Félix Jaeger se miró en el espejo de marco dorado del señorial vestíbulo de la mansión que su padre tenía en Altdorf, ante el cual se alisó el nuevo jubón gris y se enderezó el cuello de la camisa por décima vez. El profundo tajo, que había sufrido en la frente al explotar la Espíritu de Grungni, era ahora apenas una cicatriz rosada que formaba un arco por encima de su ceja izquierda. Los otros cortes y rasguños menores habían desaparecido. Los médicos que habían cuidado de él estaban atónitos.

Habían pasado menos de dos meses desde el accidente, pero estaba completamente restablecido. Las torceduras que se había hecho en ambos tobillos al caer al suelo con el «fiable» de Makaisson ya no le dolían. La jaqueca y la visión doble habían desaparecido. Ni siquiera le quedaban marcas de las múltiples quemaduras, y el tajo infligido por la espada del adorador del Caos, que le había llegado hasta las costillas, bajo el brazo izquierdo, no era más que una línea que se iba desvaneciendo.

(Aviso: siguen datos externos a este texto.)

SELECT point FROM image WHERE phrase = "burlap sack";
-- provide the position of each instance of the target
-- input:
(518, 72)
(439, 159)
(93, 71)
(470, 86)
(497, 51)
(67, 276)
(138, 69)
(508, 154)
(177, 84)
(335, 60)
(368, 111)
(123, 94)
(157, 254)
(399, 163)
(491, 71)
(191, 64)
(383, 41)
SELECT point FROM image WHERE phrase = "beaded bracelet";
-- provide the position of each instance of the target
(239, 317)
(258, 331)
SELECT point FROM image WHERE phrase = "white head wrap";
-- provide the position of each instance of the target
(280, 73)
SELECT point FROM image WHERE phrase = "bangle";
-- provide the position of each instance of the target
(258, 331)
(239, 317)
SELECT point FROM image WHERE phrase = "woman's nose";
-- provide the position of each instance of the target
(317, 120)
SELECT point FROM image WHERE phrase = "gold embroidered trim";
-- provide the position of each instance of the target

Por supuesto, era muy bueno estar otra vez en forma y sano, pero eso también significaba que ya no le quedaban excusas para no ir a ver a su padre.

Detrás de él se oyó una tos discreta. Se volvió. El mayordomo de su padre se encontraba en la escalera de mármol que ascendía hacia los pisos superiores.

—Os recibirá ahora.

«Bien —pensó Félix—, ha llegado el momento. No puede ser peor que enfrentarse con un demonio, ¿verdad?».

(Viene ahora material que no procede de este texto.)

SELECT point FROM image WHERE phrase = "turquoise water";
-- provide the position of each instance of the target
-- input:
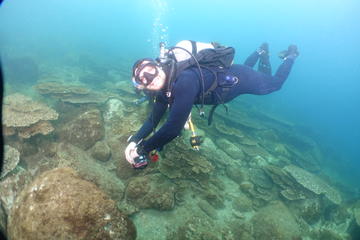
(321, 96)
(321, 92)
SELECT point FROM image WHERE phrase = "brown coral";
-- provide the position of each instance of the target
(27, 117)
(11, 160)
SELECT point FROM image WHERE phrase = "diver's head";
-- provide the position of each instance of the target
(147, 74)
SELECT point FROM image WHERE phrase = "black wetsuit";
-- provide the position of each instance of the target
(186, 92)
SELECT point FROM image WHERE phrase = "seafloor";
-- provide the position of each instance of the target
(255, 177)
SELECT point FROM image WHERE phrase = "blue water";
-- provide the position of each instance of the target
(322, 92)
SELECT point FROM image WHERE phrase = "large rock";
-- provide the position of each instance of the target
(60, 205)
(11, 186)
(101, 151)
(313, 183)
(275, 222)
(85, 130)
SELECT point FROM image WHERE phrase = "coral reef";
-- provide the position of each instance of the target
(11, 160)
(74, 94)
(151, 191)
(11, 186)
(59, 204)
(26, 117)
(255, 177)
(83, 131)
(275, 222)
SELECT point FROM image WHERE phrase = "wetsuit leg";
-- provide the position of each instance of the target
(258, 83)
(252, 59)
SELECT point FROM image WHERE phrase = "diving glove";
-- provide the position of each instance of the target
(136, 156)
(291, 52)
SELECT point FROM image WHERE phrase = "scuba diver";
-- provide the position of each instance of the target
(195, 73)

Tragó saliva y ascendió la escalera detrás del mayordomo.

* * *

Gustav Jaeger parecía un maniquí arrugado que se ahogaba en un mar de ropa de cama blanca. Sus marchitas manos descansaban, quietas y rosadas, sobre el edredón de pluma de ganso. Un llamativo anillo de oro engarzado con zafiros que rodeaban la letra «J», formada por rubíes, rodeaba flojamente un dedo encogido. La piel de la cara le colgaba de los huesos como ropa mojada tendida a secar. Parecía ya muerto. Félix apenas lo reconoció, nada quedaba del gigante que había sido. Sólo sus ojos eran como los recordaba: vivos y coléricos, de color azul y capaces de licuarle a Félix las entrañas con una sola mirada acerada.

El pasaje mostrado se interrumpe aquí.